“Too many of our family members, neighbors and friends are one illness or one accident away from financial ruin because they lack health care coverage despite working hard,” said MEJP Executive Director Sara Gagné-Holmes. “It doesn’t have to be this way. If Maine accepts the federal funds available under the Affordable Care Act, then we can cover more people and save money by providing preventive services and reducing the cost associated with treating uninsured people in emergency rooms.”
The report finds that the new federal funds will:
• Provide health coverage to as many as 69,500 Maine people, a majority of whom are working;
• Create approximately 3,100 new jobs and stimulate more than $350 million in economic activity annually;
• Improve worker productivity and promote a competitive business climate; and
• Generate $16 million – $18 million in state and local revenue annually.
“Accepting these funds is a bargain Maine cannot afford to pass up,” said MECEP Executive Director Garrett Martin. “The federal government will pay 100 percent of the cost for covering all newly eligible people for the first three years. After that, the state’s share would still be considerably smaller than under the current MaineCare program. In fact, Maine is one of eight states expected to save money by taking advantage of this opportunity. Whether or not we take the money is up to the legislature and governor. The decision should be an easy one made even more so given that Maine can opt out at any time. In addition, if we don’t take the money, Maine taxpayers will wind up subsidizing health coverage for residents in states that do.”
The report also finds that the additional federal funds would increase health coverage in rural Maine and provide a pronounced economic boost in areas with a high density of health-related jobs.
For example, the report finds that in rural Washington County, 13.2 percent of the adult population under age 65 will gain coverage by accepting ACA funds compared to 6.6 percent in Cumberland County. It would also especially benefit the economies in counties with a high concentration of health care jobs including Penobscot, Androscoggin, Aroostook and Washington Counties where one out of every five jobs is in health care related industries.
Nationally, the cost of caring for the uninsured currently increases premiums for the average insured family by an estimated $1,000 annually, accepting federal funds would slow the growth of insurance costs for everyone.
“Many people who are uninsured or underinsured avoid seeking healthcare due to cost. They then don’t have access to their own healthcare provider when a problem arises,” said Dr. Amy Madden, a family physician at the Belgrade Regional Health Center representing the Maine Medical Association. “So in addition to not having a medical home for recommended preventive care along with treatment of chronic and acute health problems, people end up receiving healthcare in a very expensive setting – the emergency department.

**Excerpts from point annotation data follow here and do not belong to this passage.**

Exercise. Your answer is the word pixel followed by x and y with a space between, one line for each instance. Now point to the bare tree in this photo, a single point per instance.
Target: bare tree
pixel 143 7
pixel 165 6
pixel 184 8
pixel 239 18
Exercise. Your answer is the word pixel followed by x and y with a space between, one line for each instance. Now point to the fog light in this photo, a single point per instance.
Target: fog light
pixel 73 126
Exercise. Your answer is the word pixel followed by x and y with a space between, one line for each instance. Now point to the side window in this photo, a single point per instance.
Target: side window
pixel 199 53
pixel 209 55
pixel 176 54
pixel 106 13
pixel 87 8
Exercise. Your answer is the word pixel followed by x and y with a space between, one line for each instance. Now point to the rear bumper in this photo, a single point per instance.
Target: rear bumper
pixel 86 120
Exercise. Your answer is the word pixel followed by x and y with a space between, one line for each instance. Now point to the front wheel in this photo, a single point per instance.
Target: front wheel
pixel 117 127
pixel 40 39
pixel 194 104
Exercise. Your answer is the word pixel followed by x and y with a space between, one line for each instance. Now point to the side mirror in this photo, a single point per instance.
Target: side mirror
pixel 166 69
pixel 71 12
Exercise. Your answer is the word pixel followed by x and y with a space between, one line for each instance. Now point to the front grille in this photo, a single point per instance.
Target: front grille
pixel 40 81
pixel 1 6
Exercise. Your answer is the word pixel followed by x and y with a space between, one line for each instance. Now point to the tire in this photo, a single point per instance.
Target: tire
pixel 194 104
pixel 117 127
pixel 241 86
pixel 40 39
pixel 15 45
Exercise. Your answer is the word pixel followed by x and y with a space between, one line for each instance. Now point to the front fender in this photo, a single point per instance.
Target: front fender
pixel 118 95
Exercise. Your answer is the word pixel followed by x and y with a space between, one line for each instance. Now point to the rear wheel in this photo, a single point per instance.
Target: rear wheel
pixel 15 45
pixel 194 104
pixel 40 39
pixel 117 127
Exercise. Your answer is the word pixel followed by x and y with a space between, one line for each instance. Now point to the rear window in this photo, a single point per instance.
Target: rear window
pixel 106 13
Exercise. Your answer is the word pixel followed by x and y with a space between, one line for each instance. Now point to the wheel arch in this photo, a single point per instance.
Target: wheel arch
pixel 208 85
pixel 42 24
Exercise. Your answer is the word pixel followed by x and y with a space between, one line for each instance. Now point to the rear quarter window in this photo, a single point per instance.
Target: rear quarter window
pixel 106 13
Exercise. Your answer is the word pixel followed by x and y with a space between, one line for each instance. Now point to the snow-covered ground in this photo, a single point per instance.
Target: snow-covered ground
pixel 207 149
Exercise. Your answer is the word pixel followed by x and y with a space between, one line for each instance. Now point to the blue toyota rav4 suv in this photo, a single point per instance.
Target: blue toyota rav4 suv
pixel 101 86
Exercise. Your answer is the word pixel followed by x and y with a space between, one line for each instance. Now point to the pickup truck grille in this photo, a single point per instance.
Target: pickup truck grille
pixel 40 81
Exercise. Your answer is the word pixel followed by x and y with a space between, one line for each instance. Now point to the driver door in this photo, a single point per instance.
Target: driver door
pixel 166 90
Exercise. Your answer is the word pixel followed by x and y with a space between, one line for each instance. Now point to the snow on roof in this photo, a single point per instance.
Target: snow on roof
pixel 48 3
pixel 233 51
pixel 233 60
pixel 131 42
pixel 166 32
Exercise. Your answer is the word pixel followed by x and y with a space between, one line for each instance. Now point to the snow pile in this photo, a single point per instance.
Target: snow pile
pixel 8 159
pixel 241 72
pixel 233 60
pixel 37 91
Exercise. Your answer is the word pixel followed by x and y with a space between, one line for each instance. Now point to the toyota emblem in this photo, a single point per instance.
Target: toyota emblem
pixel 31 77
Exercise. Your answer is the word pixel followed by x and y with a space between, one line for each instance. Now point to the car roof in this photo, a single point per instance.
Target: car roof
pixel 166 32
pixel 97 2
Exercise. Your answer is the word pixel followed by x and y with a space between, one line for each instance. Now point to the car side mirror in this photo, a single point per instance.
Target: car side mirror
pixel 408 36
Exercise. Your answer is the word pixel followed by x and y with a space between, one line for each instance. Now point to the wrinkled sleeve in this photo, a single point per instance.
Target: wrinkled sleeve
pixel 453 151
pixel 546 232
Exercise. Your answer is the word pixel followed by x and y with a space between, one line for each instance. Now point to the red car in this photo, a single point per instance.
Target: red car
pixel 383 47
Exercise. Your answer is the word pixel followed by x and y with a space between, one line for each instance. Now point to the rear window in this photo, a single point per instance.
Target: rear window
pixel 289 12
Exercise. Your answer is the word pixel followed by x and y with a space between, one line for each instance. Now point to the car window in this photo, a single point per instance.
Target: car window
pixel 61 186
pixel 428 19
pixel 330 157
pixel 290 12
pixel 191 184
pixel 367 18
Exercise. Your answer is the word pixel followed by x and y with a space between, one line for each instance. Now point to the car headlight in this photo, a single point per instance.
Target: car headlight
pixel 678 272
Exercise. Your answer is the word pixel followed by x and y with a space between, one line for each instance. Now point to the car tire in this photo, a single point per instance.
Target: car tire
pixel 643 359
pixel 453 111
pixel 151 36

Clearly, that’s not a good solution for the individual, and we see costs being shifted to those with insurance when hospitals provide more and more charity care.”
“Workers and their families who have health care coverage are more likely to receive preventive care to avoid illness, better manage chronic conditions like asthma and diabetes, and access needed care when they are sick,” said Cheryl Rust, owner of Le Garage Restaurant. “That’s not only good for them, it will also reduce absenteeism and increase productivity which benefits their employers and customers.”